Reputation: 80445
I have an Angular constant which I need to configure after the config phase of the app.
It's basically a collection of endpoints, some of which are finalized after the app makes a few checks.
What I am currently doing is returning some of them as functions where I can pass in the part that changes: (Example code, not production code.)
angular.module('...',[]).constant('URL',(function()
{
var apiRoot='.../api/'
return {
books:apiRoot+'books',//No env needed here - Property (good)
cars:function(env){//But needed here - Method (bad, inconsistent)
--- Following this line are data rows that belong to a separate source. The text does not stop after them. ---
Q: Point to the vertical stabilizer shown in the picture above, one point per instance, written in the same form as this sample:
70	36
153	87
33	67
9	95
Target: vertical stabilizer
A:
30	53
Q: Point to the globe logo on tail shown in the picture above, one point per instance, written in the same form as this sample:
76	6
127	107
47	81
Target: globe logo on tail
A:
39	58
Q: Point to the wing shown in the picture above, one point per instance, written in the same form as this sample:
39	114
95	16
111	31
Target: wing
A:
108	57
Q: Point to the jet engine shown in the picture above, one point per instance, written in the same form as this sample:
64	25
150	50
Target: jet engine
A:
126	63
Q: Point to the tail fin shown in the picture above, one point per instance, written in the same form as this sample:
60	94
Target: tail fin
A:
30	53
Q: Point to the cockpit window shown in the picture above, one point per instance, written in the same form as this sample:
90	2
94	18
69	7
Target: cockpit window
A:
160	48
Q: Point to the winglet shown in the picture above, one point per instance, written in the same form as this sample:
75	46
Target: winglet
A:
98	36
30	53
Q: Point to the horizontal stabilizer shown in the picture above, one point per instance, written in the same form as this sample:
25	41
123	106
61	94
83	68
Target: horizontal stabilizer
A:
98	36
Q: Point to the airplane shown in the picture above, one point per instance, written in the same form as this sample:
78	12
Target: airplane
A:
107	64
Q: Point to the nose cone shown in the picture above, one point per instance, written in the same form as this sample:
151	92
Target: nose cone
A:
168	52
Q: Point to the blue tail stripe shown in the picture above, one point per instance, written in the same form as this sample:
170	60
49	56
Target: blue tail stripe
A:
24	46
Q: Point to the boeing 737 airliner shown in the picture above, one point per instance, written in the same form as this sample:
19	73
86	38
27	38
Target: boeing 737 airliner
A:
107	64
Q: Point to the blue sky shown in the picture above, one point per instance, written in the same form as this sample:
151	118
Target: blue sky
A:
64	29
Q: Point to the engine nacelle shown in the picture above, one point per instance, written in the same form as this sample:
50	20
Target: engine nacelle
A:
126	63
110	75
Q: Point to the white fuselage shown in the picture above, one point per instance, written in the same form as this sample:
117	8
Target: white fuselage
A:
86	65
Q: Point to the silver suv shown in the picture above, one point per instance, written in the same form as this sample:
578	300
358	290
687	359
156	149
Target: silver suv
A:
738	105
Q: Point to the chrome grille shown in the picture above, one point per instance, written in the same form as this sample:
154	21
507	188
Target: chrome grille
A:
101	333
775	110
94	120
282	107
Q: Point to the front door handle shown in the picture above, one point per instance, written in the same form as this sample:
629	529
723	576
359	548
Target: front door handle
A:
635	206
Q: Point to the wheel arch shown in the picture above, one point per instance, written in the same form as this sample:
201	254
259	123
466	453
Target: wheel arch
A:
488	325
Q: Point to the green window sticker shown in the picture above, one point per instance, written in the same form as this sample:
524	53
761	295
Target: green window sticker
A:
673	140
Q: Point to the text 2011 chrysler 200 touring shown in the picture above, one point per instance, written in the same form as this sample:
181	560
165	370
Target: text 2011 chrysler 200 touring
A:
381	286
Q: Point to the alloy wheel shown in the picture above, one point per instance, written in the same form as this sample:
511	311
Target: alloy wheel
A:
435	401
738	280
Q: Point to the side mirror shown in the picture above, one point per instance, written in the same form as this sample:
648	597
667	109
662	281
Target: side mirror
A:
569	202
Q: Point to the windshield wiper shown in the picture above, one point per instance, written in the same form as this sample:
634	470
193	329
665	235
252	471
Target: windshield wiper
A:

return env+apiRoot+'/cars';
}
};
}()));
But that's rather inefficient because I only need to compile that URL once, not each time I need it.
URL.books
URL.cars('dev');
I was thinking of turning it into an Angular provider and configure it prior to instantiation, but I don't know if it's possible to configure it outside the config block, when it would be too early because I don't have env
yet for example.
How can I do it?
Upvotes: 2
Views: 175
Reputation: 6066
You could use a promise for each entry (books,cars,...). When you have all info (e.g. env) for the cars entry, you can resolve the promise.
angular.module('...',[]).constant('URL',(function()
{
var apiRoot='.../api/'
var carsPromise = function() {
var deferred = $q.defer();
getEnv().then(function(env) { // getEnv also returns a promise
deferred.resolve(env+apiRoot+'/cars');
});
return deferred.promise;
}
return {
books: instantlyResolvedPromise(apiRoot+'books'),
cars: carsPromise();
};
}()));
Of course, this adds some complexity as promises tend to spread like a disease but you will end up with a consistent api.